Emissions Characterization and Smoke Transport of A Prescribed Fire

Under the background of climate change, vast regions of the world will face a hotter and probably drier future that favors ignition and spread of wildfires. This poses additional challenges to the communities who are fighting the ever-larger wildfires. Fire and smoke models are valuable tools to fire managers and decision-makers to mitigate the impact of fires. Existing fire modeling systems bear large uncertainties due to the difficulty in collecting data to characterize fire behavior and smoke transport. More observations are urgently needed for improvement of fire modeling and reduction in model uncertainty. The coordinated prescribed burn experiment, such as the Fire and Smoke Model and Measurement Evaluation Experiment (FSMMEE), will allow the concurrent collection of critical measurements of fuel, fire behavior, smoke, and meteorology to better understand and model fires.

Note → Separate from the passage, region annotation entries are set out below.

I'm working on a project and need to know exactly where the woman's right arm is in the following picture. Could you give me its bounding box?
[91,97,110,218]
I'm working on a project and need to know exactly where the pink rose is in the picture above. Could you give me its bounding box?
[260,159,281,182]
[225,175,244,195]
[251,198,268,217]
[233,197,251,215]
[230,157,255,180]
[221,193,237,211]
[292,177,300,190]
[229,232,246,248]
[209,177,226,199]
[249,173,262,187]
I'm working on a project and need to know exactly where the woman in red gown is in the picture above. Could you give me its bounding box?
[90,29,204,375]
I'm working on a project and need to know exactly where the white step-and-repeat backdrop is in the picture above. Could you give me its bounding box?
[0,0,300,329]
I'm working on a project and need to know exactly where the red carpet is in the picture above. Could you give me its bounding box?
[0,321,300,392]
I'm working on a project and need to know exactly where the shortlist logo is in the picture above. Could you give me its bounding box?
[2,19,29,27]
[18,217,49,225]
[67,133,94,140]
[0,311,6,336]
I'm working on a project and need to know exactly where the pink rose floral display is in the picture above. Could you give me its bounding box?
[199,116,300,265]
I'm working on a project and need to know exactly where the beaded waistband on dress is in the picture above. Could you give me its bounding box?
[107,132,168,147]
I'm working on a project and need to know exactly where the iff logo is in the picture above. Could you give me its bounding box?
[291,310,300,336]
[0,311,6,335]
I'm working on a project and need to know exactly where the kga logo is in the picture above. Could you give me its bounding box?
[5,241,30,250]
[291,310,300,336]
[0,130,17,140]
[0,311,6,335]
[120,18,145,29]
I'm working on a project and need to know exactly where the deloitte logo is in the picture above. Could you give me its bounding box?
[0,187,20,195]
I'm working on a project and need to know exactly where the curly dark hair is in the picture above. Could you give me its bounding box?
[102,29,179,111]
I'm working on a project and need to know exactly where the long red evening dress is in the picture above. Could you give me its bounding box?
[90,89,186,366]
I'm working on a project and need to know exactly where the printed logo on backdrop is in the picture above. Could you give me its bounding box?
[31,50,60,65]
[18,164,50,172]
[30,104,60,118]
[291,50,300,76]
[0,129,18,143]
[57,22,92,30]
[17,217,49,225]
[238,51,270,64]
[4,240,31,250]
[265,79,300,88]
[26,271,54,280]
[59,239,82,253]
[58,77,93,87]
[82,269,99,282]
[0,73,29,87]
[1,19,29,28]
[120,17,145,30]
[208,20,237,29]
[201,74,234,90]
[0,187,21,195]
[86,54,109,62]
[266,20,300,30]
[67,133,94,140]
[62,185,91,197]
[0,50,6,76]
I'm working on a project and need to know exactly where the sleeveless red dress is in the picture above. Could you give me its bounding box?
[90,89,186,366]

In this preliminary investigation, we employed the data from the prescribed burn experiment at Langdon Mountain, Utah, in November 2019, to reconstruct the fire emissions and characterize the smoke transport. The NASA Unified Weather Research and Forecasting Model (NU-WRF) was utilized to assist in identifying the potential pre-fire remote sensing capabilities, such as fuel load, moisture, and fire radiative power, which are helpful to model development and advancement. Along the way, two sets of NU-WRF experiments would be done by applying either a default fire emissions inventory (i.e., NASA’s Quick Fire Emissions Dataset, QFED) or reconstructed fire emissions using the data collected from the prescribed fire. The results would help answer the questions such as “How do reconstructed emissions compare to QFED emissions and their impact on plume transport”.